Além das autoridades de estados e parlamentares, dezenas de prefeitos das Regiões do Bico do Papagaio e Norte afirmaram seus posicionamentos pela sanção ao projeto que permite ainda o parcelamento da divida dos Municípios com a Previdência. No documento entregue a Temer, a ATM destaca que a medida compõe um dos itens do Pacto Federativo e que recebeu forte apoio do Congresso Nacional, durante votações nas duas casas. A Confederação Nacional de Municípios (CNM) mobiliza a luta em todo o Brasil, e defende a sanção ao projeto.  
 
Intitulado Encontro de Contas, o projeto é uma reivindicação antiga do movimento municipalista, com mais de 15 anos de trajetória.
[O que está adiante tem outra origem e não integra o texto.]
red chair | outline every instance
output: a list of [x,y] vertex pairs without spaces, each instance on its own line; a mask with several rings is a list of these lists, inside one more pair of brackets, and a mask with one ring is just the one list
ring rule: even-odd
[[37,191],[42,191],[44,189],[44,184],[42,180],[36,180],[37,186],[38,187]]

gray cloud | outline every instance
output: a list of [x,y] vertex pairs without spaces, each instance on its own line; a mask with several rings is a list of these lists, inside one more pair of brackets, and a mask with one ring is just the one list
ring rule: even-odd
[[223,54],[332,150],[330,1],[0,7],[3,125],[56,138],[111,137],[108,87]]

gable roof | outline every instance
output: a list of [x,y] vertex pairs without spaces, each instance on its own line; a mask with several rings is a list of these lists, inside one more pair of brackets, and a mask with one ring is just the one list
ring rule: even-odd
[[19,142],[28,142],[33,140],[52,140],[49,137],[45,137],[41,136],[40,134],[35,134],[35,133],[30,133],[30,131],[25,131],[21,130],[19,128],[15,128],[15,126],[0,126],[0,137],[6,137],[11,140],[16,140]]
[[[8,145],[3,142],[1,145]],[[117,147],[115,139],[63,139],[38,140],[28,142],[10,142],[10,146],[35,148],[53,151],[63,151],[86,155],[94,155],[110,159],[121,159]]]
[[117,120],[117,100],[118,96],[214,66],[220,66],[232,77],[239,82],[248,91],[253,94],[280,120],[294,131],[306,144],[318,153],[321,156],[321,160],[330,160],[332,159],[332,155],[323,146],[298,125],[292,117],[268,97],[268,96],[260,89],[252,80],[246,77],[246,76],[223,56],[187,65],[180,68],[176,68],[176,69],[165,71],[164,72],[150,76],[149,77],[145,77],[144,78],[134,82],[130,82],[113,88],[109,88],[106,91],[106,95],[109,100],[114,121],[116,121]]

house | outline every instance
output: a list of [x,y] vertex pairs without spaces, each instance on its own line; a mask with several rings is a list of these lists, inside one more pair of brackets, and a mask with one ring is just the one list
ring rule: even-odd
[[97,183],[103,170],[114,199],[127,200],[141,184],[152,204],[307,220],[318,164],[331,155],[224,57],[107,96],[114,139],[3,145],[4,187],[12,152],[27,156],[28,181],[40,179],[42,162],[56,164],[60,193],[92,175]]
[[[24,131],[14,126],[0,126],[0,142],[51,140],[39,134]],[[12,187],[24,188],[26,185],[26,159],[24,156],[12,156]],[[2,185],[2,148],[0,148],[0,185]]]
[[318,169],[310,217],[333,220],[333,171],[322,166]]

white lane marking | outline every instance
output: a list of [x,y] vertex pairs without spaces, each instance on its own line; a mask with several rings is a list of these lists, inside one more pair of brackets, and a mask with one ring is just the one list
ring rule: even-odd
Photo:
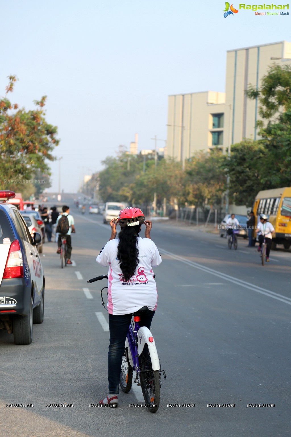
[[[198,264],[198,263],[195,263],[193,261],[190,261],[185,258],[183,258],[182,257],[175,255],[175,253],[168,252],[167,250],[165,250],[164,249],[161,249],[161,248],[158,248],[158,250],[162,253],[164,253],[165,255],[168,255],[171,258],[172,258],[173,260],[180,261],[181,263],[187,264],[192,267],[195,267],[195,268],[199,269],[199,270],[202,270],[202,271],[206,272],[207,273],[210,273],[215,276],[218,276],[219,277],[220,277],[222,279],[228,281],[230,282],[233,282],[233,284],[240,285],[245,288],[248,288],[249,290],[251,290],[253,291],[257,291],[257,293],[265,295],[266,296],[268,296],[269,297],[273,298],[273,299],[276,299],[277,300],[284,302],[284,303],[287,303],[289,305],[291,305],[291,298],[287,297],[286,296],[283,296],[282,295],[279,295],[278,293],[274,293],[270,290],[263,288],[260,287],[255,285],[254,284],[250,284],[250,282],[246,282],[246,281],[242,281],[241,279],[239,279],[237,278],[234,277],[233,276],[230,276],[229,275],[226,274],[225,273],[218,272],[216,270],[213,270],[212,269],[206,267],[201,264]],[[283,298],[281,299],[281,298]]]
[[143,396],[143,392],[141,391],[141,387],[138,387],[137,384],[136,383],[135,384],[133,381],[131,389],[134,393],[138,402],[139,402],[141,404],[144,403],[144,399]]
[[106,319],[102,312],[96,312],[96,317],[98,319],[99,323],[103,328],[103,330],[106,332],[109,331],[109,325],[106,321]]
[[76,274],[76,276],[77,276],[77,277],[78,278],[78,279],[83,279],[83,277],[81,275],[80,272],[75,272],[75,273]]
[[83,291],[87,299],[92,299],[93,296],[89,291],[89,288],[83,288]]
[[98,225],[98,226],[102,226],[103,228],[106,228],[106,229],[109,229],[110,226],[109,226],[109,223],[108,225],[104,225],[103,223],[98,223],[98,222],[96,222],[95,220],[91,220],[91,218],[87,218],[87,217],[84,217],[83,215],[80,215],[80,214],[75,214],[76,215],[79,215],[79,217],[82,217],[84,220],[87,220],[87,222],[91,222],[91,223],[95,223],[96,225]]
[[225,285],[222,282],[205,282],[205,285]]

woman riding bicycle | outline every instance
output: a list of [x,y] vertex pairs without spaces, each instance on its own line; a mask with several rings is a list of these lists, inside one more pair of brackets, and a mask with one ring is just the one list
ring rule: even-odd
[[261,250],[262,245],[264,243],[264,239],[266,241],[266,260],[269,262],[270,251],[272,244],[272,234],[275,232],[273,225],[268,222],[269,217],[265,214],[261,214],[260,216],[260,222],[257,225],[257,229],[256,232],[259,233],[259,247],[258,252]]
[[[144,223],[145,238],[138,234]],[[121,230],[118,239],[116,226]],[[161,262],[157,248],[150,236],[152,223],[144,220],[139,208],[123,209],[110,222],[111,236],[96,261],[109,266],[107,308],[110,334],[108,352],[109,394],[99,402],[118,404],[119,380],[124,345],[133,313],[143,306],[147,312],[140,316],[140,326],[149,329],[157,308],[157,294],[152,267]]]

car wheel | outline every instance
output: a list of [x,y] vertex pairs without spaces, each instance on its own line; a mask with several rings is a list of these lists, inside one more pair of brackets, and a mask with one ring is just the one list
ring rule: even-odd
[[34,323],[42,323],[44,321],[45,313],[45,281],[42,288],[42,294],[40,303],[33,310]]
[[15,344],[30,344],[32,341],[33,315],[31,298],[29,312],[27,316],[14,316],[13,318],[13,337]]

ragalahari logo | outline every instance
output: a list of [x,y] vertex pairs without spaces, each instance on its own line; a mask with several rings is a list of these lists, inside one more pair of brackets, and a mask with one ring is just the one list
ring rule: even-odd
[[229,10],[229,3],[228,1],[226,1],[225,2],[225,9],[223,10],[224,12],[223,17],[225,18],[226,18],[229,15],[233,15],[234,14],[237,14],[238,12],[237,9],[235,9],[232,4],[230,7],[230,10]]

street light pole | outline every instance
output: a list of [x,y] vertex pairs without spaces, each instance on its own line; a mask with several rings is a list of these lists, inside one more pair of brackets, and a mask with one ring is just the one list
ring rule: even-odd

A medida – que possibilita aos gestores locais o conhecimento de seus débitos e créditos com a União em relação à previdência – já foi aprovada em outras oportunidades, mas sofreu veto presidenciais. "Sabemos que um dos grandes gargalos das administrações municipais é a dívida previdenciária. A sanção levará os Municípios para um novo cenário, quando será possível manter o pagamento da previdência, sem dívida acumulativa. É uma oportunidade ímpar de que nós temos de quase anular esse débito", explica Jairo Mariano.